The Mayor explained that it was never the Council’s intention not to increase the salaries of the workers, but it was deeply concerned about the Municipality’s ability to finance the increase, having only received 58% of its rates and taxes for 2024.
He said the Municipality needed time to generate the revenues needed to afford the increases.
“We have agreed to these terms and conditions based on our ability to also get our money in. So, the union, in this case, has given us time, which we proposed to the council earlier this year, that what we need is time,” he explained.
Based on the agreement, the Union has agreed to support the Mayor and City Council in its efforts to garner its outstanding revenues by imploring the public, businesses, and other entities to pay their taxes.
Meanwhile, over at Freedom House, Vice President and General Secretary of the People’s Progressive Party/Civic (PPP/C), Bharrat Jagdeo lashed out at the Council, which has an APNU majority, over its inability to pay its workers.
“The City Council has a huge source of potential income from which they could meet their liabilities to the workers to those who provide services to the city and also for developmental works. But they refuse to go after that huge source of revenue. They keep diverting the issue, every time it is raised, to the government’s support to the city,” the General Secretary said.

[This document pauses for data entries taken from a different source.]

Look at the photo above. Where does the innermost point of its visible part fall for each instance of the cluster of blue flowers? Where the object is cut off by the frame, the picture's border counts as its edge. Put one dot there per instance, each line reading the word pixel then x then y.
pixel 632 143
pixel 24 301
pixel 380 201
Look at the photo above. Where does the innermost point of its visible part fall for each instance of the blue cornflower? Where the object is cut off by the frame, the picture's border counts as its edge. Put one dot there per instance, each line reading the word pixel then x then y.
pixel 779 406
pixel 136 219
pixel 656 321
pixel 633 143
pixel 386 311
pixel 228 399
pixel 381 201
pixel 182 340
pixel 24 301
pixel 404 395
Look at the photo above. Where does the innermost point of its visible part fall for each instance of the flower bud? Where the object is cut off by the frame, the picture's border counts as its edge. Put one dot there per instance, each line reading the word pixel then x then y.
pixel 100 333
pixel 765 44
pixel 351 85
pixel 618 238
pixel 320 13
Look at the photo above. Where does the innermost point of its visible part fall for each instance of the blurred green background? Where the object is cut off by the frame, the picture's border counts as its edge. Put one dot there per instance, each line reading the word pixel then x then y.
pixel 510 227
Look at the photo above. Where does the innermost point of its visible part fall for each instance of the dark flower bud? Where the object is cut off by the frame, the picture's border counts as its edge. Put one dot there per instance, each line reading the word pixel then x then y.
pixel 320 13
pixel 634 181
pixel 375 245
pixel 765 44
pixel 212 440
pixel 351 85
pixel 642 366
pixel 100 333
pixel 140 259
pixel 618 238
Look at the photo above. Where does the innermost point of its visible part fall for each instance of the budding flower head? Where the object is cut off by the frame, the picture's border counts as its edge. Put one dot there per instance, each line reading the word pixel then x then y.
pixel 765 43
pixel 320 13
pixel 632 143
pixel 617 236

He said Government’s support to the city has been “enormous” with a number of Government-funded developmental projects being rolled out in the city, including the improvements to roads and bridges and the development of green spaces.
Jagdeo said the City Council must do its part and collect rates and taxes owed.
But City Mayor Alfred Mentore, assured News Source that “everybody will fall under the hammer,” and outstanding taxes would be sought, including those owed by political parties and the Government itself.